While sifting soil from archaeological excavations the Israel Antiquities Authority is conducting in the City of David, in the 'Walls around Jerusalem National Park', a bulla was discovered bearing the name of the city of Bethlehem, written in ancient Hebrew script.
Three lines of ancient Hebrew script appear on the bulla:
Bishvʽat בשבעת
Bat Lechem בת לים
[Lemel]ekh [למל]
According to Eli Shukron, director of the excavation on behalf of the Israel Antiquities Authority, 'it seems that in the seventh year of the reign of a king (it is unclear if the king referred to here is Hezekiah, Manasseh or Josiah), a shipment was dispatched from Bethlehem to the king in Jerusalem.
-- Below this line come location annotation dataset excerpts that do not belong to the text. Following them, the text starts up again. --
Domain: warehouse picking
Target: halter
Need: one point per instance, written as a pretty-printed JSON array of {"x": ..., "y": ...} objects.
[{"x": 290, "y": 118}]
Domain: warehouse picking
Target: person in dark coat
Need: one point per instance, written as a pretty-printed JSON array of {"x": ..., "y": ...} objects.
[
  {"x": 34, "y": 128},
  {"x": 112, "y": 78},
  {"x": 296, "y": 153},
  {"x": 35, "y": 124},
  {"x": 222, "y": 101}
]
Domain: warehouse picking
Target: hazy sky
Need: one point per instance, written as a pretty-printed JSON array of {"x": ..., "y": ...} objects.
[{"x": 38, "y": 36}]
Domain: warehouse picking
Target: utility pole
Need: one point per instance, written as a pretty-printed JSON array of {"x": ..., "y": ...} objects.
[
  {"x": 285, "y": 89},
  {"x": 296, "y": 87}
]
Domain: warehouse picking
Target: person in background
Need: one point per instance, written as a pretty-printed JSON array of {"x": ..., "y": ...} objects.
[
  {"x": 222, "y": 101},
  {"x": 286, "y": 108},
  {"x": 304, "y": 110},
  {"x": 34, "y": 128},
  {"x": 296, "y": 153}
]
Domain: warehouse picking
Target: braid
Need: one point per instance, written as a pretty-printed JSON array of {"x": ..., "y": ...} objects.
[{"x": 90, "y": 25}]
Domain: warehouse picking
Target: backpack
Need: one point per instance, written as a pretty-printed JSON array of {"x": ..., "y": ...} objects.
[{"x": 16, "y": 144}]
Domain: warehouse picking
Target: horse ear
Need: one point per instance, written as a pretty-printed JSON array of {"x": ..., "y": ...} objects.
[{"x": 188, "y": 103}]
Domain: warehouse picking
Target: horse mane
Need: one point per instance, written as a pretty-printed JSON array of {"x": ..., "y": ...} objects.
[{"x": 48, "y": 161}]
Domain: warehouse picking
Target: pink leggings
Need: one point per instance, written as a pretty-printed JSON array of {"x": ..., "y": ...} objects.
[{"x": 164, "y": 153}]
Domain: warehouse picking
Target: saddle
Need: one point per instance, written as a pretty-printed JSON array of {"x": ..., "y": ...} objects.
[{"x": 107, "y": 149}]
The bulla we found belongs to the group of 'fiscal' bullae - administrative bullae used to seal tax shipments remitted to the taxation system of the Kingdom of Judah in the late eighth and seventh centuries BCE. The tax could have been paid in the form of silver or agricultural produce such as wine or wheat'. Shukron emphasizes,' this is the first time the name Bethlehem appears outside the Bible, in an inscription from the First Temple period, which proves that Bethlehem was indeed a city in the Kingdom of Judah, and possibly also in earlier periods'.